Facsimilization
2018
The Lighthouse, Glasgow
12 February to 31 March 2018
Click anywhere to navigate through the slides, and click on images to view them in a larger size.
I’ve known Alasdair Gray through the Glasgow Print Studio for over 30 years. I’ve also known the mural he completed in 1965 - it’s in a neighbour’s house - for twenty years, and that Alasdair wanted to fix it. Before then as an evening class attendee / ‘boy-printmaker’ at the Print Studio, I was very familiar with the original set of Lanark illustration lithographs which Dominic Synder was printing soon after the book was published; my neighbour’s mural was a similar style.
Unfortunately since his accident, Alasdair has been wheelchair bound so climbing up a 4m high mural was no longer an option. I offered to photograph the mural for him and maybe he could make some some manual fixes on smaller scale prints, and I could add them to the ‘original’ using Photoshop. It started out as it said on the tin: I photographed it and printed him a 1/4 scale image in nine A1-size sections.

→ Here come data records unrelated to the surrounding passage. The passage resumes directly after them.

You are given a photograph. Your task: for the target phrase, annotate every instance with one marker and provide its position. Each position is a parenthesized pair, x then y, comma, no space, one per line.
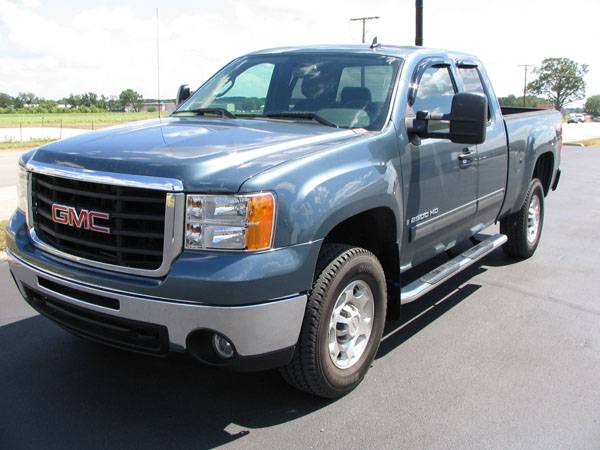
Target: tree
(131,100)
(561,80)
(592,105)
(6,101)
(25,98)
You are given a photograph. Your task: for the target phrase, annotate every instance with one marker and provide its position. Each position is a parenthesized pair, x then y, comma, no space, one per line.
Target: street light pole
(526,68)
(419,23)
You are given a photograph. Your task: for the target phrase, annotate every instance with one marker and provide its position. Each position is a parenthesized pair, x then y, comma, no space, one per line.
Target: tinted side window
(435,91)
(376,79)
(471,80)
(473,84)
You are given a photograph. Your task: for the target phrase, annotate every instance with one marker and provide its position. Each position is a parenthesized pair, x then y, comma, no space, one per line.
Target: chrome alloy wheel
(533,219)
(351,324)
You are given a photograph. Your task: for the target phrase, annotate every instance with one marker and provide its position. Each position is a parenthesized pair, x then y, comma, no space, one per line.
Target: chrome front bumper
(254,329)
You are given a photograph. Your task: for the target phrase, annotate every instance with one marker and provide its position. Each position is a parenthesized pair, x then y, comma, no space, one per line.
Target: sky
(55,48)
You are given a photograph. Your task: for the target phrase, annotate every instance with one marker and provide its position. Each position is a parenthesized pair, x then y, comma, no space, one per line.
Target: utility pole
(419,23)
(157,63)
(526,68)
(364,21)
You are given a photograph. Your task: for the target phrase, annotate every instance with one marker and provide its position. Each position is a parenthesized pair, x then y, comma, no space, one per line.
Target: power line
(364,21)
(526,68)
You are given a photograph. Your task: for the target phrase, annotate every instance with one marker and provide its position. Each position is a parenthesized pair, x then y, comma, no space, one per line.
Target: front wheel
(524,228)
(343,323)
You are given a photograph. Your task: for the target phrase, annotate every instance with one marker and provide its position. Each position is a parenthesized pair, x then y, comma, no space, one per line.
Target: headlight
(229,222)
(22,202)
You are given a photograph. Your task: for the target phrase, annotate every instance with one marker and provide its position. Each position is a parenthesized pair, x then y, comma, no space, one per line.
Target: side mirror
(466,123)
(183,93)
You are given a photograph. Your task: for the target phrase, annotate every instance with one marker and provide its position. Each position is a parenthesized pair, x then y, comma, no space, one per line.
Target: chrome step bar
(436,277)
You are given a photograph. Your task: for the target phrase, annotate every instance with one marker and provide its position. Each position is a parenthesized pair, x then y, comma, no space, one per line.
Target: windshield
(348,91)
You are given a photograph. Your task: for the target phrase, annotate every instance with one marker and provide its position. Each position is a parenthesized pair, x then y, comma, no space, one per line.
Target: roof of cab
(388,50)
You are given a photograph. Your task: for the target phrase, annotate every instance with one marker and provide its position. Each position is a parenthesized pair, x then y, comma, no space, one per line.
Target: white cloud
(105,49)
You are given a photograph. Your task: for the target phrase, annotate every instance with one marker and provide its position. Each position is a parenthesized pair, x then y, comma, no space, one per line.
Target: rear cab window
(434,94)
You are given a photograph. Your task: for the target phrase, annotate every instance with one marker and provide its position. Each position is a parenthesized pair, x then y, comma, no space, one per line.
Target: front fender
(317,192)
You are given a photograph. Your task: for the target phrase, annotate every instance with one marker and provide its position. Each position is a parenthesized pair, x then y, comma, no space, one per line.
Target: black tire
(515,226)
(312,369)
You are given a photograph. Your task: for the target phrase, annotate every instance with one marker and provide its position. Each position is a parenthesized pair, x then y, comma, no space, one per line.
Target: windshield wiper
(201,111)
(302,115)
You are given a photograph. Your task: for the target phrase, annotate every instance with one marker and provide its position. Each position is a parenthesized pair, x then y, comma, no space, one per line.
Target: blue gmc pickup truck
(271,219)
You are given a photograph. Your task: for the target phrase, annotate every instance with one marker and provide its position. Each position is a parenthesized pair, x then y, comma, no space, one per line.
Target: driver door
(440,176)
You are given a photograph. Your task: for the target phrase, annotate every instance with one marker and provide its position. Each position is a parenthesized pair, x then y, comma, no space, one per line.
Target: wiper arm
(201,111)
(302,115)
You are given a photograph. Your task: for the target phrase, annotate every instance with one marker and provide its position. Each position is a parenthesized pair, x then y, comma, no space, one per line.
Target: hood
(207,155)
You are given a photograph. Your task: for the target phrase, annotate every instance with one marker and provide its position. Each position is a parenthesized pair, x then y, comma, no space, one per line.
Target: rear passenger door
(492,155)
(441,192)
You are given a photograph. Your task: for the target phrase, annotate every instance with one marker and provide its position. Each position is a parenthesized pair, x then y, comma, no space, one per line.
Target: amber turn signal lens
(261,215)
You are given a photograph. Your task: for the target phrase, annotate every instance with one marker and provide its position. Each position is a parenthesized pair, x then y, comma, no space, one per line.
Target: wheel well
(374,230)
(544,167)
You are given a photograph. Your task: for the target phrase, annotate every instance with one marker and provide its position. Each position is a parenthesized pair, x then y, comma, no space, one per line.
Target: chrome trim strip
(253,329)
(425,228)
(117,179)
(174,214)
(439,275)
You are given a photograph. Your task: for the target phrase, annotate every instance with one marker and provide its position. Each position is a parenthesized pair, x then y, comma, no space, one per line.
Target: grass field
(72,120)
(25,145)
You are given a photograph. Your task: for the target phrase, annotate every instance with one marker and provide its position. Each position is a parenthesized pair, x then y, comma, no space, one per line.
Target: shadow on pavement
(57,391)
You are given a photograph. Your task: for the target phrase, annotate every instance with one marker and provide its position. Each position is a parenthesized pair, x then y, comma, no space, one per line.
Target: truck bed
(530,132)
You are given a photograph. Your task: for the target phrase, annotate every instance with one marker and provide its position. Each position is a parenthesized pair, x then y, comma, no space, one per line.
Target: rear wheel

The plan was that after Alasdair had tweaked the prints, I would photograph or scan them, and then re-integrate them with the ‘original’.
Alasdair has reworked the total mural; so a bit more creative Photoshop-ery than originally planned was required. Lin Chau, who helped Alasdair on the Hillhead Subway mural, has been even more involved than me in that domain. The original monochrome mural is now definitely a colour work.
It’s now called FACSIMILIZATION: Before and After
It’s still 4m high; it’s got the same spacial relationship of the key components. It’s now a modern Alasdair Gray, with more in common with his (screenprinted) reworked versions of the Lanark illustrations and his Scottish Hippo series of screenprints. You can see those on the GPS website.
After is used to describe a copy, often with the new artist’s interpretation: Alasdair has made an After of his own work. In the exhibition the Before is addressed by a photograph taken by Oscar Marzarolli in 1965 of Alasdair in front of the almost completed mural. I’ve made a couple of laser cut wood engravings to reproduce some details from the original version: the wood engravings are both Before and After. There’s also a two sided image: Alasdair traced new versions the back of photographs laid on a lightbox. The goddess’s head was reworked a number of times; the framed version exhibited is somewhere in the middle of this process.